Accordingly, reaching 50 runs in an innings is known as a half-century; if the batsman then goes on to score a century, the half-century is succeeded in statistics by the century. Chris Gayle holds the record of fastest hundred in the history of cricket when he smashed 100 in just 30 balls and scored 175* runs off 66 balls overall in 20 overs in IPL against Pune Warriors India in 2013.
Centuries were uncommon until the late 19th century because of the difficulties in batting on pitches that had only rudimentary preparation and were fully exposed to the elements. There is doubt about the earliest known century, but the most definite claim belongs to John Minshull who scored 107 for the Duke of Dorset's XI v Wrotham at Sevenoaks Vine on 31 August 1769. This was a minor match.
The first definite century in a top-class match was scored by John Small when he made 136 for Hampshire v Surrey at Broadhalfpenny Down in July 1775. The earliest known century partnership was recorded in 1767 between two Hambledon batsmen who added 192 for the first wicket against Caterham. It is believed they were Tom Sueter and Edward "Curry" Aburrow and it is almost certain that at least one of them scored an individual century, but there is no confirmation in the sources.
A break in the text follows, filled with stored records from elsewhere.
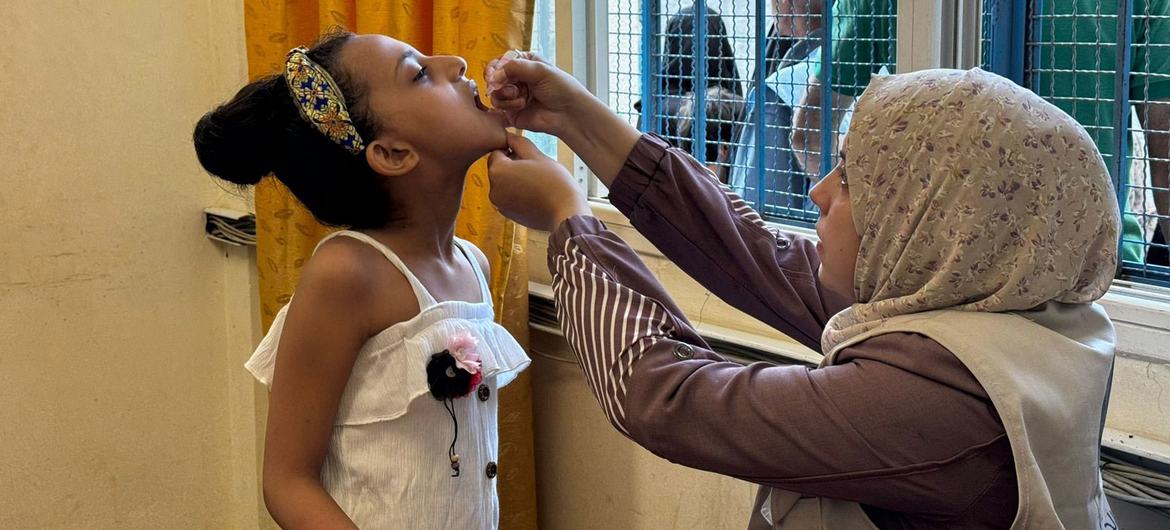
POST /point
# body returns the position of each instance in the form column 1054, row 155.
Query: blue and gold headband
column 321, row 101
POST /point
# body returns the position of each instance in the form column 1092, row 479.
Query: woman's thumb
column 523, row 148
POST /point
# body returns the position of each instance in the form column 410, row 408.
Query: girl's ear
column 391, row 157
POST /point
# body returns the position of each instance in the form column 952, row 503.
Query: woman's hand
column 541, row 97
column 531, row 188
column 534, row 94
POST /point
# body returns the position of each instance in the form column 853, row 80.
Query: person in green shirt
column 864, row 39
column 1075, row 70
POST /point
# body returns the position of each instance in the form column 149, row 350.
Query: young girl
column 384, row 369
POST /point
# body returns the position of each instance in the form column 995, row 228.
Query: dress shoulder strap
column 420, row 291
column 484, row 287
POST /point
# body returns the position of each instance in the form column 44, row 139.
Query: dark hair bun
column 234, row 142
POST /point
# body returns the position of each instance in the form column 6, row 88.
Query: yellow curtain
column 477, row 31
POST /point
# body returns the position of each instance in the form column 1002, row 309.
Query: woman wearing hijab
column 962, row 241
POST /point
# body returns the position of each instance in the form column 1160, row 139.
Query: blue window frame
column 1107, row 63
column 724, row 80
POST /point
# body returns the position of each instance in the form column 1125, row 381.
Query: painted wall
column 122, row 329
column 590, row 476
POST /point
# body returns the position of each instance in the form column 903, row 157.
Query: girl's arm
column 317, row 350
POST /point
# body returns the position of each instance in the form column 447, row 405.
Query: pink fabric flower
column 462, row 348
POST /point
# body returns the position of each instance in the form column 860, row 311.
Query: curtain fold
column 286, row 233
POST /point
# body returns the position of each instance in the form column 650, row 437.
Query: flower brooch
column 454, row 373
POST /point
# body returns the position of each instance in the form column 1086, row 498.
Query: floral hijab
column 975, row 194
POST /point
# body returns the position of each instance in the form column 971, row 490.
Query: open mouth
column 475, row 97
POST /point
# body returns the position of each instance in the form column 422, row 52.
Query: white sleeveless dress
column 387, row 465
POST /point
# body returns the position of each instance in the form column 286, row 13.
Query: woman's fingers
column 523, row 148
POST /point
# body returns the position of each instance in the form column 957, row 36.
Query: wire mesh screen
column 1107, row 63
column 736, row 84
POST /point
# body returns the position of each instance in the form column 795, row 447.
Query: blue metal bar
column 757, row 94
column 651, row 78
column 699, row 126
column 1007, row 22
column 1018, row 43
column 1037, row 38
column 1117, row 165
column 826, row 91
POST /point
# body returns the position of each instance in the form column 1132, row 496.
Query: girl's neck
column 424, row 222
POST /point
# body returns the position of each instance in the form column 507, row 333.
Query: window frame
column 1141, row 310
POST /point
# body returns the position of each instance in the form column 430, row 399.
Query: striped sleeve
column 721, row 241
column 611, row 314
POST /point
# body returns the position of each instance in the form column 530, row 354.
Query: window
column 731, row 81
column 734, row 81
column 1107, row 63
column 544, row 43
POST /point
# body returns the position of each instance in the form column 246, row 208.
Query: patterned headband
column 321, row 101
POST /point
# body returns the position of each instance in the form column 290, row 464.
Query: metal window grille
column 1107, row 63
column 720, row 80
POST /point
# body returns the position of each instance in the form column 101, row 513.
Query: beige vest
column 1047, row 373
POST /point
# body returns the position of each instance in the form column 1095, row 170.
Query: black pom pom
column 445, row 378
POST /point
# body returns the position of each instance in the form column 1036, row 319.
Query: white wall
column 121, row 327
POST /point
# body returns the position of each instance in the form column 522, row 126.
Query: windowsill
column 1140, row 312
column 1141, row 315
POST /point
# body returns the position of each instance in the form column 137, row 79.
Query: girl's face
column 424, row 103
column 839, row 241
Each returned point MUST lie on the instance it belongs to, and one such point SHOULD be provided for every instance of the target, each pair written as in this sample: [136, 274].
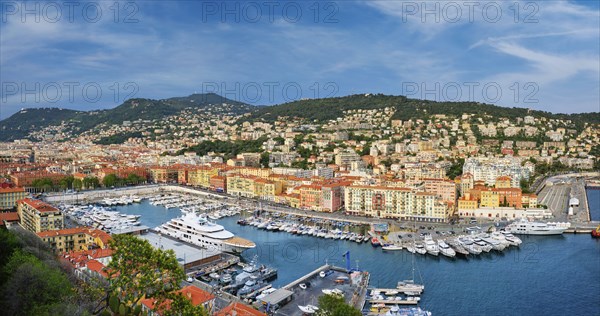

When Hambledon played Kent at Broadhalfpenny in August 1768, the Reading Mercury reported: "what is very remarkable, one Mr Small, of Petersfield, fetched above seven score notches off his own bat". Unfortunately it is not known if Small did this in one innings or if it was his match total. Hambledon batsmen Tom Sueter and George Leer are the first two players definitely known to have shared a century partnership when they made 128 for the first wicket against Surrey at Broadhalfpenny Down in September 1769.
W. G. Grace was the first batsman to score 100 career centuries in first-class cricket, reaching the milestone in 1895. His career total of 124 centuries was subsequently passed by Jack Hobbs, whose total of 199 first-class centuries is the current record.